The trip to B-Bopp, a ’40s-themed joint about the length of a Mack truck, had been advertised as a chance to throw questions at the man whose campaign for US Senate has thrown Republican operatives into crisis mode. But only a pair of white-haired men had stuck around for lunch with Blankenship and his entourage. “We was told we come down here, we’re gonna eat,” said one of them, a bespectacled activist with a Trump hat and a prospector beard.

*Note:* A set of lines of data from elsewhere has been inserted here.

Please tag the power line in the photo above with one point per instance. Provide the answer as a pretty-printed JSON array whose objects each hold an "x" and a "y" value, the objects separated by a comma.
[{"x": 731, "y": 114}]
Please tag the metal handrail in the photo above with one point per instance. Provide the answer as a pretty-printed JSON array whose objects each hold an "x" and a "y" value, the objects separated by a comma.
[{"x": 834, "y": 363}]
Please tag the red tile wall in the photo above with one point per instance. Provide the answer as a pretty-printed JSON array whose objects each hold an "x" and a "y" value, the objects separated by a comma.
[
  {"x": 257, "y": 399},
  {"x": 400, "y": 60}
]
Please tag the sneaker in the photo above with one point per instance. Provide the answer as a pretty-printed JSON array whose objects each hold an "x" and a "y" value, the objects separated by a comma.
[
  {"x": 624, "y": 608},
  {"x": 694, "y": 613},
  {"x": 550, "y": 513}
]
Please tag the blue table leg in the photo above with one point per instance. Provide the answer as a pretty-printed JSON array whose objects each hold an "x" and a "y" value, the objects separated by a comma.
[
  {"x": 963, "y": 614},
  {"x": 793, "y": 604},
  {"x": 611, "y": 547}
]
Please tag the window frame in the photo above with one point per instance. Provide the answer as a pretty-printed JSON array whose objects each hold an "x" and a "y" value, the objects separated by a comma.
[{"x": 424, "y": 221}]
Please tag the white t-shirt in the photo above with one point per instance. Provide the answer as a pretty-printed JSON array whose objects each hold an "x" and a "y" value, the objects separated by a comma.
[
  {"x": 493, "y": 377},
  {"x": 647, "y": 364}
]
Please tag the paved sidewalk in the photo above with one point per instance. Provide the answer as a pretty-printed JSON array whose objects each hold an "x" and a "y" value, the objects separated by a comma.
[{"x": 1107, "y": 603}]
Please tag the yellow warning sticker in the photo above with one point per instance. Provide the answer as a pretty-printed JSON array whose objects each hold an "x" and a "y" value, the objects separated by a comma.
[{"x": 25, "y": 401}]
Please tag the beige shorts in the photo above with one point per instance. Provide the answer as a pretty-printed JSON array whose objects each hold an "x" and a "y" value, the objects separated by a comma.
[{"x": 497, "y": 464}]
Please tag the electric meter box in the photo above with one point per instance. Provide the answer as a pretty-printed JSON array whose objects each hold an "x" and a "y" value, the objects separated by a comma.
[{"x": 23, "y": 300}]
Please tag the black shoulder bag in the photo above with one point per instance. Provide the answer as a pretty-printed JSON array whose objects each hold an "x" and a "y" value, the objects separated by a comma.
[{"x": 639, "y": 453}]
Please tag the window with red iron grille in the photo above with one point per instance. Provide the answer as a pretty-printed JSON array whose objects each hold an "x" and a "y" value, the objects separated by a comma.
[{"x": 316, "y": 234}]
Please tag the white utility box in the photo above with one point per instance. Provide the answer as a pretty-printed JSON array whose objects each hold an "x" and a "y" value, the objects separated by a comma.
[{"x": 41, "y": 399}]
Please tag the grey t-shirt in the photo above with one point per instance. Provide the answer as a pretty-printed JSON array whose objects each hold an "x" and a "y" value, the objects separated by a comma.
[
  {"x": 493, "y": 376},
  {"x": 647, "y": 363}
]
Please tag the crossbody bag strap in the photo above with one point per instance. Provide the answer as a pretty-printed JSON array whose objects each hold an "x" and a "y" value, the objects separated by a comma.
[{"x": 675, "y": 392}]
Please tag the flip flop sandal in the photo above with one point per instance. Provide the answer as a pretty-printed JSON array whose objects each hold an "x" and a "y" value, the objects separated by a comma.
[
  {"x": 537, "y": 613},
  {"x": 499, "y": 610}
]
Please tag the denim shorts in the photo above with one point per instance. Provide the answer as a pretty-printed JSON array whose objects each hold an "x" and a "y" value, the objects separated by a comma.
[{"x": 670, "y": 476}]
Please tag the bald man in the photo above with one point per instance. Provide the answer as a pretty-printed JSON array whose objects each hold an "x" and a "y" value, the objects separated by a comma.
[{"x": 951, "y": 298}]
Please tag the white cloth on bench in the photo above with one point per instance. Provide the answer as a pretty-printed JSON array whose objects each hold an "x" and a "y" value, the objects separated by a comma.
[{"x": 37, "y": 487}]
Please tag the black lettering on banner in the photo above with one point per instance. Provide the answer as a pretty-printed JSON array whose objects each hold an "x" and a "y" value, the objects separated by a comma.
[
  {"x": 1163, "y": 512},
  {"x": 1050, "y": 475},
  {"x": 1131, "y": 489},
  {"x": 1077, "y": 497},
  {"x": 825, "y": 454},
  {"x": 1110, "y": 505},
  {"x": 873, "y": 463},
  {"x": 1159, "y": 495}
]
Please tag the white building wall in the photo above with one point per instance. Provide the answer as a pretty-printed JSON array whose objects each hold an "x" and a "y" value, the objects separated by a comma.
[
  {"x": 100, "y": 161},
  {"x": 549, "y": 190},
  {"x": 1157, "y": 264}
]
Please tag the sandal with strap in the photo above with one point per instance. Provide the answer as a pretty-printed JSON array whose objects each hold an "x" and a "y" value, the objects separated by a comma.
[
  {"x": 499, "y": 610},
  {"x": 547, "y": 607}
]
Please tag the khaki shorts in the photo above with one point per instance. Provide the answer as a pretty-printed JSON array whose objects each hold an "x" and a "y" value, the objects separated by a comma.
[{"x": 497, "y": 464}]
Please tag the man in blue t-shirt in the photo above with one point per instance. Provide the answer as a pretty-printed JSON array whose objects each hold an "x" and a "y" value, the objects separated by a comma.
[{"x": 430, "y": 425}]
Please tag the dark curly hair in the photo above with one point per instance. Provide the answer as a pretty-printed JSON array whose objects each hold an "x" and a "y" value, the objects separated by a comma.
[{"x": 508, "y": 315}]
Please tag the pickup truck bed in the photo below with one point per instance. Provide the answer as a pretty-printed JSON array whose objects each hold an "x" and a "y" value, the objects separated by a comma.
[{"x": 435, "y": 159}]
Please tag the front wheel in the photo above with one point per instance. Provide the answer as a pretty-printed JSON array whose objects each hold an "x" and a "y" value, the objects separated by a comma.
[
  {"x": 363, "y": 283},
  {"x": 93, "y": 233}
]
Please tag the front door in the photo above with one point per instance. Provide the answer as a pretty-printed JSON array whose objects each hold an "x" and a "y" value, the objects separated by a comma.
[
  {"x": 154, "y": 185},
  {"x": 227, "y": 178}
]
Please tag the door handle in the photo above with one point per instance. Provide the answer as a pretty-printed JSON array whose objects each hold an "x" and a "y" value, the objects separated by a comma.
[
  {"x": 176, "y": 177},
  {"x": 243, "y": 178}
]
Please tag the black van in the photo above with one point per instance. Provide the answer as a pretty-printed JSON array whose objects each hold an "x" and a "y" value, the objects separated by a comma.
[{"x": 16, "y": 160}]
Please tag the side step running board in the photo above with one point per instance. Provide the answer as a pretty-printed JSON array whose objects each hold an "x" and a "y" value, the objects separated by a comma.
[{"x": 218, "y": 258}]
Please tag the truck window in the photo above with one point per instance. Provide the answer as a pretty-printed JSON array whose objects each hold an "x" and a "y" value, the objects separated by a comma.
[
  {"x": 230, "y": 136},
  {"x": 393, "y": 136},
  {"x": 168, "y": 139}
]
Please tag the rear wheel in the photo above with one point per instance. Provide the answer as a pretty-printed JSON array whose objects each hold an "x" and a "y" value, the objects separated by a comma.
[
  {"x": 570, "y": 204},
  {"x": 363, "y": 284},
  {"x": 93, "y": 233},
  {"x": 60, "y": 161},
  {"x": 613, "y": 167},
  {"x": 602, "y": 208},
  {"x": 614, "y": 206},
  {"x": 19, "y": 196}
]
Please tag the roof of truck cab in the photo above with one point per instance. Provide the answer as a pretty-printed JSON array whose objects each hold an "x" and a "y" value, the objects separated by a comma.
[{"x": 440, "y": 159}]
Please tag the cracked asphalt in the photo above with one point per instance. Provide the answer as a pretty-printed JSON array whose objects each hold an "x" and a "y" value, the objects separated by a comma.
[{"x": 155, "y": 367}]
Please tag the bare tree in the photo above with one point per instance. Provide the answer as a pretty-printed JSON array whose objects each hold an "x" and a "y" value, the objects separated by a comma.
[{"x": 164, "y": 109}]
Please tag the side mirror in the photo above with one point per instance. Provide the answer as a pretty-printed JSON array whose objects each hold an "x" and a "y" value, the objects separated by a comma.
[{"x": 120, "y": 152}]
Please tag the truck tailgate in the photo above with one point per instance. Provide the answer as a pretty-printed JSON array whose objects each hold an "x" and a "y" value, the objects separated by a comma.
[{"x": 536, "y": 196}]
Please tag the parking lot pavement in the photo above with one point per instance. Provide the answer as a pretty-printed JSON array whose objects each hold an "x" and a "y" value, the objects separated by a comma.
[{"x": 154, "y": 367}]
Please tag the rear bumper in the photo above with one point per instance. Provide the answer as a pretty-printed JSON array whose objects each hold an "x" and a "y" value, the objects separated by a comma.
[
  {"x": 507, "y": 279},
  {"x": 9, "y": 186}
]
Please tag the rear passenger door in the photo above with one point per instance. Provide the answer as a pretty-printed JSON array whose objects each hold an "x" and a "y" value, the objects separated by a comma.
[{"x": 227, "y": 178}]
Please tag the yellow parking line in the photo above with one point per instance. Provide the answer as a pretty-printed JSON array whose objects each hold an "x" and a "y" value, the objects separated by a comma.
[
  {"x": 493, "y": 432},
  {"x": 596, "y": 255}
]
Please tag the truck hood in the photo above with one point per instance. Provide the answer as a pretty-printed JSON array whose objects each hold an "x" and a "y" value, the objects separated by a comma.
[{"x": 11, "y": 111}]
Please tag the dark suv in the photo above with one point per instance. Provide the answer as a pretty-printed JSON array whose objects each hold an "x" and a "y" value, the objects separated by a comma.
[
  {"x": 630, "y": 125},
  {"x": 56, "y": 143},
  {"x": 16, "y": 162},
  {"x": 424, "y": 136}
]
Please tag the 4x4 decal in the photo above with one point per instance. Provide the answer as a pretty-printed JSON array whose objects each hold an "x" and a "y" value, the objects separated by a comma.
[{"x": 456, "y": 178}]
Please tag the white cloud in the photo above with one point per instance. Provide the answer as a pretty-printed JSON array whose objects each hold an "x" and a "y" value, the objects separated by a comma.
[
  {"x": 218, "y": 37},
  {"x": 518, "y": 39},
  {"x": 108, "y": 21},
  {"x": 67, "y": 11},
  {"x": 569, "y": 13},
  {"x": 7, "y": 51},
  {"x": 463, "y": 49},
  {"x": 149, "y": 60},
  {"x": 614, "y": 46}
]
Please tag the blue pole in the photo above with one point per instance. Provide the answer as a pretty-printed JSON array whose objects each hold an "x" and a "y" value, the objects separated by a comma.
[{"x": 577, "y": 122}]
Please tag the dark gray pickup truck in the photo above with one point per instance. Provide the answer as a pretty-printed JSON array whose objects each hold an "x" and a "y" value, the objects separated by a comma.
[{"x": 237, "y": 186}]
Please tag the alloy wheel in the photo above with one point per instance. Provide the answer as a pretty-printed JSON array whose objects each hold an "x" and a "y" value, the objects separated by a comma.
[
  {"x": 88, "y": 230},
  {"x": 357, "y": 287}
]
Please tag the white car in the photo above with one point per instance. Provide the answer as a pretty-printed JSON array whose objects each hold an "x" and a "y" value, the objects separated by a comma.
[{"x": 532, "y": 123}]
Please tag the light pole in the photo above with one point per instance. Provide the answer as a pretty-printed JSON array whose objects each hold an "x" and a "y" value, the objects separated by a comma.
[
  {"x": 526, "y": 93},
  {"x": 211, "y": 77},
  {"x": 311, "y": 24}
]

The 68-year-old Blankenship is a large man with thinning hair, a double-wide chin, and a thick brown mustache. During his 18 years as CEO of the Appalachian coal giant Massey Energy, he cultivated a reputation as a domineering taskmaster whom subordinates crossed at their peril—a boss who bragged of having been shot at by his own employees, a millionaire who allegedly ripped a coat rack out of the wall to prove a point to his housekeeper. But Blankenship is so soft-spoken in person it sometimes sounds as if he is talking to his shirt. He struggles at small talk. He’d rather discuss his ads.
“As I say in one of my commercials, it should be easy to choose between me and the others,” he said, as he waited on his egg sandwich, “because the enemies I have are the very enemies of West Virginia—Obama and Hillary.”
Two years ago, Blankenship was sentenced to a year in prison for conspiring to violate federal mine safety laws in the lead up to the April 5, 2010, explosion at the Massey-owned Upper Big Branch (UBB) mine. Twenty-nine miners died in the blast. Although he was never charged in connection with the explosion itself, four subsequent investigations reached the same conclusion: Massey’s emphasis on profits over safety had created a perfect storm of hazards that made the disaster possible. Prosecutors had aimed to send Blankenship to prison for 30 years on a handful of charges, the most serious of which was making false statements to the Securities and Exchange Commission about Massey’s safety record (a felony). After he was found guilty on a single misdemeanor charge, the judge handed down the statutory maximum. Blankenship went from being a merely polarizing figure in the state to a pariah.
But that was then. Now, Blankenship isn’t running from his conviction—he’s largely running on it.